During your Coli studies you encounter many difficulties of theoretical and technical nature. Thankfully there is the world wide web with a multitude of resources which can help you with dealing with these difficulties.
This list is an attempt to give an overview over those resources, many of which we already profited of.
There are different kinds of resources:
- Extensive introductions into a field, for which you should schedule some time.
- Web tools, to get quick calculations or drawings.
- Compendium-like overviews.
- Software libraries.
The Gruppe Technik also maintains a web surface for the version control system SVN, which isn’t used much.
Corpora, Parser etc.
The Wiki page for available resources explains everything necessary. (At least in German.)
Student- and Open-for-students servers:
- ella.cl.uni-heidelberg.de: Computing servers; 32 Cores, 125 GiB Main memory.
- last.cl.uni-heidelberg.de: Computing servers; 40 Cores, 504 GiB Main memory.
- knopfler.cl.uni-heidelberg.de: Web server; 1 Core, 4 GiB Main memory; only possibility to host web services outwards (contact the GT).
The Gruppe Technik has many interesting facts about infrastructure on their Wiki page (in German).
- Hackernews provides news for hackers. Including machine learning or even Python.
- /r/Python/ is a subreddit with news about Python, i.e. new versions, new modules or projects realised with Python.
- /r/MachineLearning/ is all about machine learning, i.e. new algorithms, new implementations or discussions.
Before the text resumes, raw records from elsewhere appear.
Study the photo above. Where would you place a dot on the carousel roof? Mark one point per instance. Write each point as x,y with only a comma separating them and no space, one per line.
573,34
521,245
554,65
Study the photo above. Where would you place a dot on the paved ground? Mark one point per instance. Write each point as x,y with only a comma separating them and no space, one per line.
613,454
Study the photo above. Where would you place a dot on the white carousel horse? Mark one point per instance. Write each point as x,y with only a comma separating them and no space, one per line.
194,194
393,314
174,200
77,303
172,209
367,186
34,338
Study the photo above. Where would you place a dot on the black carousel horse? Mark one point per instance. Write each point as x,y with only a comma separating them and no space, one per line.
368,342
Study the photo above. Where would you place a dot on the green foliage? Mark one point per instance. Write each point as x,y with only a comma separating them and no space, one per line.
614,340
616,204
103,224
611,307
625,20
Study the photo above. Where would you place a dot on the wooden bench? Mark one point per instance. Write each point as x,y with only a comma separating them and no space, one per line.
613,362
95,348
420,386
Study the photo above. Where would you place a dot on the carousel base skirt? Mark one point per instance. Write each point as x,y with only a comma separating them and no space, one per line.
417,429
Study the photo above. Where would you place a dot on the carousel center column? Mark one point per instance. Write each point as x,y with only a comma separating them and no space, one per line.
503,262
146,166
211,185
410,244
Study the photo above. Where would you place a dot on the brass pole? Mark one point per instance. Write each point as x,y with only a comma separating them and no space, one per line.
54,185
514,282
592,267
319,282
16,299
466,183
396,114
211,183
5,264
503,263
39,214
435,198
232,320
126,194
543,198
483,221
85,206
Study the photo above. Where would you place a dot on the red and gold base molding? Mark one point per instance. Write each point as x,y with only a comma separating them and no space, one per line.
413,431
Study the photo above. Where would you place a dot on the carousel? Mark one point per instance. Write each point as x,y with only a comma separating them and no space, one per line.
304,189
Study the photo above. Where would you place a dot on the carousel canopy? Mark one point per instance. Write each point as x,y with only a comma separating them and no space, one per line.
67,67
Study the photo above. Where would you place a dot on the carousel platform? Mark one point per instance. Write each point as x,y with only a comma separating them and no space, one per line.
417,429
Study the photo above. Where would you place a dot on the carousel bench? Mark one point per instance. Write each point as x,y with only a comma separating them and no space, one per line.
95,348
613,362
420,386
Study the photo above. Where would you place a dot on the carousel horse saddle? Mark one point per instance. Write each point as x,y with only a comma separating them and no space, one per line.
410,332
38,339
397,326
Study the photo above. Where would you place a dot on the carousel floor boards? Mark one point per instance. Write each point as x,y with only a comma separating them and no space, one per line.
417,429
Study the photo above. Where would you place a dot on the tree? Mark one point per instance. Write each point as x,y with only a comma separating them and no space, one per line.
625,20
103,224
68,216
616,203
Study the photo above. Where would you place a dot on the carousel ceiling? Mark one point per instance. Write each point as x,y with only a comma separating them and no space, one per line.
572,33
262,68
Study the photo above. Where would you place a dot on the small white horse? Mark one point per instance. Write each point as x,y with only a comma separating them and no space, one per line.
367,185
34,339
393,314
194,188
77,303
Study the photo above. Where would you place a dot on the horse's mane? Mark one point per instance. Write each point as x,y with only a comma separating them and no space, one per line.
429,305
- Web tool for quick drawings of deterministic machines.
- Web tool for designing diagrams like flow charts.
- Minimum Edit Distance Calculator with visualisations.
- Overleaf allows collaborative editing of LaTeX documents (which you will write a lot of during your studies).
Tutorials and Overviews
Programming and Automation
Even though Shell (and especially Bash) are important for daily data processing and programming tasks, there is no introduction into the field (except the resource course). Private study is recommended.
- Introduction to Bash and environment, as well as tools like sed and awk.
- Introduction to Bash with some good tables at the end.
- The Natural Language Processing with Python page is a tutorial for working with NLTK.
- The YouTube channel Sentdex highlights what is possible with Python (Stock market prediction, machine learning, but also NLP.
- The YouTube channel Sirajalogy reports new research, like Reinforcement Learning or GANs, in an easy to digest format for newcomers.
- The LaTeX for Linguists page gives an overview over many LaTeX packages relevant to linguistics.
- A student from Heidelberg provides a good and simple Introduction to LaTeX, for which every lecture and assignment is online. Recommended for working through completely or for quick reference.
Here are a few interesting libraries, so you don’t have to implement them yourselves.
- fuzzywuzzy: fuzzywuzzy is a library that allows for loose string matching (Levenshtein), but also filtering.
- langdetect: langdetect is a quick and easy way to find out in what language someone is talking to you.
- statsmodels: statsmodels includes many features for statistical analysis of data, like correlation.
- sklearn: sklearn implements many machine learning algorithms.
- scipy: scipy implements features for scientific working, like correlation tests or common similarity measures.
- sympy: sympy provides a more natural syntax for maths functions in Python which you can then simplify, devise, integrate or evaluate with inserted numbers.
- pandas: pandas simplifies tables.
- nltk: nltk includes many text processing features.
- spacy: spacy implements state of the art algorithms for pos tagging, dependency parsing and NER.
- textblob: Is you go-to for English text processing, like sentiment analysis.
- textblob-de: Like textblob, but more German.
- polyglot: Pos tagging and sentiment analysis in over 100 languages.
- requests: Simplifies working with HTTP requests.
- bs4: Easy parsing for XML and HTML.
- scrapy: Framework for programming scrapers.
- flask: Web framework with many freedoms. Most of all recommended for small projects or out-there use cases.
- django: Web framework with a harder framework than flask. Useful for bigger projects; especially when using a database.
- keras: Framework for easy creation of neural nets. Abstraction layer on top of Tensorflow or Theano.
- tensorflow: Tensorflow is a platform independent open source library for artificial intelligence close to language processing and image recognition.
- pytorch: Pytorch is similar to tensorflow with better integration with Python. For loops are really integrated in this one.
- textract: Gets texts out of PDFs.
- jupyter-notebook: Module to combine code and text and reliable for teaching. Jupyter-notebook is a web based interactive mode of Python, in which, for example, images can be embedded.
- matplotlib: The classic visualisation library for Python.
- seaborn: Addon for matplotlib with nice defaults automated integration of panda’s dataframes.